Author Topic: replaced o-coff.trid.xml for Intel 80386 COFF object *.o *.obj + variants  (Read 1456 times)

jenderek

  • Sr. Member
  • ****
  • Posts: 375
Hello trid users,

some days ago i handled FNT Windows fonts. Some like ega80woa.fnt and
svgafix.fnt are misidentified as "Intel ia64 COFF object file" by file
command. So i looked at about thousand of COFF samples. These have file name
extension o and obj.

Many are identified as "Intel 80386 Common Object File Format (COFF) object"
by o-coff.trid.xml (See appended OK/output/trid.txt), but some are not
recognized (See appended output/trid.txt). But the file command identifies
the samples correctly as "Intel 80386 COFF object file" (See
output/file-5.39.txt).

So i first tried to update the trid definition file o-coff.trid.xml by
running tridscan. Second pattern was:
   <Bytes>012E</Bytes>
   <Pos>19</Pos>
This now becomes shorter like:
   <Bytes>2E</Bytes>
   <Pos>20</Pos>
After some consideration i believe that this is not always true. I will
explain this later. So only one 2 byte pattern is left. That looks like:
   <Bytes>4C01</Bytes>
   <ASCII> L</ASCII>
   <Pos>0</Pos>
According to DJGPP COFF specification this is the I386MAGIC (magic 0x014c in
little endian).
In the documentation of the file command is written that at least 4 bytes
should be used for identification purpose.

So i through away the current trid definition and start with a new one. I
run tridscan on a few examples, look in the output of file command and
refine definition by more examples while interpreting patterns with the help
of the COFF specifications.

At offset 2 the number of sections is stored as 2 byte integer f_nscns.
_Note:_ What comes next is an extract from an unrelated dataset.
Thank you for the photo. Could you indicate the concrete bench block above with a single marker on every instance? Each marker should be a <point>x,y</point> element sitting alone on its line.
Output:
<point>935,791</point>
For
Intel COFF samples little endian is used whereas for Hitachi SH this can
also be big endian. After testing a few hundreds COFF examples i get f_nscns
values like:
 1 2 3 4 5 7 8 9 11 12 16 19 20 21 22 30 36 40 42 56 80 89 96 124

So real COFF samples have at least 1 section. Typically COFF samples
have only a few sections for code, data etc. The worst case with highest
f_nscns value 124 was msvcrt.lib. So i assume that real maximal f_nscns is
in hundreds range. So the upper byte of f_nscns is probably always nil. That
is expressed by XML construct like:
   <Bytes>00</Bytes>
   <Pos>3</Pos>

Many values inside COFF examples are stored as 4 byte little endian
integer. So in theory a maximal unsigned value of 4294967295 (4 GiB) could
be stored. Especially for file pointer this value is lower than file size.

But when looking in output of file command with magic file for such COFF
examples i saw that many not large values for symbol table pointer f_symptr
are stored as 4 byte integer at offset 8. The highest value is found was
0x35120. So upper byte seems to be nil. That is expressed by XML construct
like:
   <Bytes>00</Bytes>
   <Pos>11</Pos>
That is true as no pointer exceed the 16 MiB limit.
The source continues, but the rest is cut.